剑拔弩张的氛围散去,但宫妃们依然人人自危,唯恐再遇见高位嫔妃的冲突,因此在给佟佳皇贵妃行过礼,又将探望礼品放下后,纷纷找借口离开。
景仁宫中,又只剩下妃以上的几人。
钮祜禄贵妃环视着已经被收拾干净的宫殿,这才面色难看地率人离开。
后续佟佳皇贵妃如何操作,云珠不得而知,她最后得到的消息便是,佟佳一族的坟地不远处,有一处福地,被贵人买下。
真是可怜天下父母心!
这事之后,佟佳皇贵妃彻底颓废下去,她每日里只痴痴地看着小格格的衣物,好似小格格还在一般,对于宫中诸事再不关心,只关起门来过自己日子,全然不是从前那般模样。
第127章 生女(第一更)
紫禁城的天空,好似被阴云笼罩,宫内气氛压抑地不成样子,佟佳贵妃沉浸在丧女的伤心之中,宫中之人,无论是妃嫔还是宫人,遇见高兴的事情也有意无意地收敛起喜色,唯恐被佟佳皇贵妃看见,惹了她的记恨。

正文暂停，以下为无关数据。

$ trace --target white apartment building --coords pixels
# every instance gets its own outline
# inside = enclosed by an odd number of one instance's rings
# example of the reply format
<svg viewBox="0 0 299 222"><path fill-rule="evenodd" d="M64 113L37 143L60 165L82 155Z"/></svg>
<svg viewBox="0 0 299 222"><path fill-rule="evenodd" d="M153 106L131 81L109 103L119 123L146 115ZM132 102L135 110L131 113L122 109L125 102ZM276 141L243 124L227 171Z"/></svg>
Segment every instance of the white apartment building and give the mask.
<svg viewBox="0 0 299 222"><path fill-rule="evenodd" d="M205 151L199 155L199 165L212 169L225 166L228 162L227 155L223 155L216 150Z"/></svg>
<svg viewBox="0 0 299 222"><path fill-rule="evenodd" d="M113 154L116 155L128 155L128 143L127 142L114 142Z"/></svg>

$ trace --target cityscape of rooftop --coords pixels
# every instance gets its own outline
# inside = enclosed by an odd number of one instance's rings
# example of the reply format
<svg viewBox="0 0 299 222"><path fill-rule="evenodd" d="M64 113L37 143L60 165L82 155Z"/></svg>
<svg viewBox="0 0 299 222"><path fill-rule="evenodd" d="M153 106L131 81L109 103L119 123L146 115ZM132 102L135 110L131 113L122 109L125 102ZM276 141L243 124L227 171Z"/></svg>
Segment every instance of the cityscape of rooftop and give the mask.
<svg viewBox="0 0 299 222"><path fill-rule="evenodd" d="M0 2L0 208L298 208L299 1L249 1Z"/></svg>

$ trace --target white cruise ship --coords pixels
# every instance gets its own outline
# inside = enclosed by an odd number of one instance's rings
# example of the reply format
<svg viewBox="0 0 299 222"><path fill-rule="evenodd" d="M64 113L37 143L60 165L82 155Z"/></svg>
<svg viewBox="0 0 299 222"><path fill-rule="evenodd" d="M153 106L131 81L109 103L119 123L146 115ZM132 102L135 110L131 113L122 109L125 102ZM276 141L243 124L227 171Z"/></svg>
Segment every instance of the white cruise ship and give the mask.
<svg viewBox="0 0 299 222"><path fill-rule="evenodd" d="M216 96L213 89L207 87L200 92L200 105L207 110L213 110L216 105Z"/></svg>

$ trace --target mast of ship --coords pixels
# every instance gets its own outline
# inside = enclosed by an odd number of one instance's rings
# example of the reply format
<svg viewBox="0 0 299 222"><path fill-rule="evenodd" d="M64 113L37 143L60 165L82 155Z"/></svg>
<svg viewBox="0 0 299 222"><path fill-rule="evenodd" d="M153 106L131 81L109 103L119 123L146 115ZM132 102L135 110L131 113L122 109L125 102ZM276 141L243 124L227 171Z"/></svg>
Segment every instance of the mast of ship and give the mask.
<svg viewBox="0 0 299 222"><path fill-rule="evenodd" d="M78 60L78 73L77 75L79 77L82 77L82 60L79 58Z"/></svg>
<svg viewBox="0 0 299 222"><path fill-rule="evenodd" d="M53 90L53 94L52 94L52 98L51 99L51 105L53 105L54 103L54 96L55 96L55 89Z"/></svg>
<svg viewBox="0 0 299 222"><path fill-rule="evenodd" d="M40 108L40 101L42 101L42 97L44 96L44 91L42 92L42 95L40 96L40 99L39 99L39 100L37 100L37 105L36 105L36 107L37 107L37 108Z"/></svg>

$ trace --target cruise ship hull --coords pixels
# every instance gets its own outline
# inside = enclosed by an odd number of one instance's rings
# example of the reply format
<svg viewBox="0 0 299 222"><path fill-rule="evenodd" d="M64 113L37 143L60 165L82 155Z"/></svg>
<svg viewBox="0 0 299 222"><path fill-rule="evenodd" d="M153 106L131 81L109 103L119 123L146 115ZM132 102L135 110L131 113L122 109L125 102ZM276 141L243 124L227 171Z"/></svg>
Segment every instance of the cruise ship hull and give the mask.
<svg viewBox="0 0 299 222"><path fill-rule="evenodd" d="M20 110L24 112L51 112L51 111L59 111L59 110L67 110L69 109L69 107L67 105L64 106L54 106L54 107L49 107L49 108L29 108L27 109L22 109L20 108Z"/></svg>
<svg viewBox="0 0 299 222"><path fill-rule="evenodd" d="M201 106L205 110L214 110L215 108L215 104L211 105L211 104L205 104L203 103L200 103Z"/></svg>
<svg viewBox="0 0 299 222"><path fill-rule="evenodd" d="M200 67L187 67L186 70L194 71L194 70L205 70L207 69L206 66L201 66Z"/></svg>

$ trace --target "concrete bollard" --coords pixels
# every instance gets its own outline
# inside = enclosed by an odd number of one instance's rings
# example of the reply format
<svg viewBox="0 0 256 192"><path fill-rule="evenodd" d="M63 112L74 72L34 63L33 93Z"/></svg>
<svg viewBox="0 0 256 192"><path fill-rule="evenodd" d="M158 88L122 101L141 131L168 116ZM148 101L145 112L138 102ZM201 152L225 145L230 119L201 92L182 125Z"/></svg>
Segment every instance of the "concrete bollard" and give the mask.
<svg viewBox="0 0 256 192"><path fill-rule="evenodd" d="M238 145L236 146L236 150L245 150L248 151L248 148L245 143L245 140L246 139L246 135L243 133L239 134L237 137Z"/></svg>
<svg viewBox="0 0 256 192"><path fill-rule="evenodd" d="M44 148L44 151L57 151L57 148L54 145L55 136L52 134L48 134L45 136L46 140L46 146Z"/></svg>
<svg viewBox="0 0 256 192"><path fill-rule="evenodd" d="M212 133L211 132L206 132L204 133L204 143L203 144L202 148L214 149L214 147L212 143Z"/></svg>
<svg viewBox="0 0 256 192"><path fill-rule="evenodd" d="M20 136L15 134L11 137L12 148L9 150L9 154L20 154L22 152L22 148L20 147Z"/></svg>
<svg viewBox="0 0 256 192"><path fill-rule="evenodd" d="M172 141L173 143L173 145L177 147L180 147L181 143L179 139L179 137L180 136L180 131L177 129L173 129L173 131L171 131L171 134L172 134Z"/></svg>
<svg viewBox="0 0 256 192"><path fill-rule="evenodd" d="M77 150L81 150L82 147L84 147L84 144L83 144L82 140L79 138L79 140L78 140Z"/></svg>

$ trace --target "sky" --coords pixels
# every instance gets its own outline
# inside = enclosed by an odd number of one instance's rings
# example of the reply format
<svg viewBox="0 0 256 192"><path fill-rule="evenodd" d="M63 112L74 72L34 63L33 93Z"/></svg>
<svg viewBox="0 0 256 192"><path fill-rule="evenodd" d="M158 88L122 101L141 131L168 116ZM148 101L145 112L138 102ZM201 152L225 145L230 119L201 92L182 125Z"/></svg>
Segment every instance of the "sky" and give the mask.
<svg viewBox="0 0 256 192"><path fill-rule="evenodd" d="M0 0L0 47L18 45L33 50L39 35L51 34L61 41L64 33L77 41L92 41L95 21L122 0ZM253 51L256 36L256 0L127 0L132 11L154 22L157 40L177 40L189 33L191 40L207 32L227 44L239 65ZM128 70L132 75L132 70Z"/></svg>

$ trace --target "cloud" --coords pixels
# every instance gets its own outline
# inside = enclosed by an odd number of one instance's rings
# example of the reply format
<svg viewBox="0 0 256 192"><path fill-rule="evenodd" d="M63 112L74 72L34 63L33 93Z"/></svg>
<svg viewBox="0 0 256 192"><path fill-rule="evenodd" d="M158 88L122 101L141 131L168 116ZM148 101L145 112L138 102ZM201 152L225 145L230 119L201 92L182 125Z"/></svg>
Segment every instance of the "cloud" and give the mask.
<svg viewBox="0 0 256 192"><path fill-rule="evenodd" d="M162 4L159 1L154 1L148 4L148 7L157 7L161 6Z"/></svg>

这份愁云惨淡之景,直到闰六月末,南边快马加鞭传来喜讯,施琅攻克澎湖。
战报从大清朝的最南边,快马加鞭地送到了大清朝的最北边,到了正在巡视边防,召见蒙族王公的康熙手中。
当是时,康熙正结束了一天的围猎,在一片水草肥美之处,设宴招待从蒙古各部赶过来的亲王、台吉们。
皇太子胤礽年岁尚且不大,表现却可圈可点,很有一国太子风范,康熙龙心大悦,将胤礽的座位安置在比他稍微低一个台阶之处,尝到味道尚佳之菜便令宫人给皇太子送去,眼中全是吾家有子初长成的喜悦之色。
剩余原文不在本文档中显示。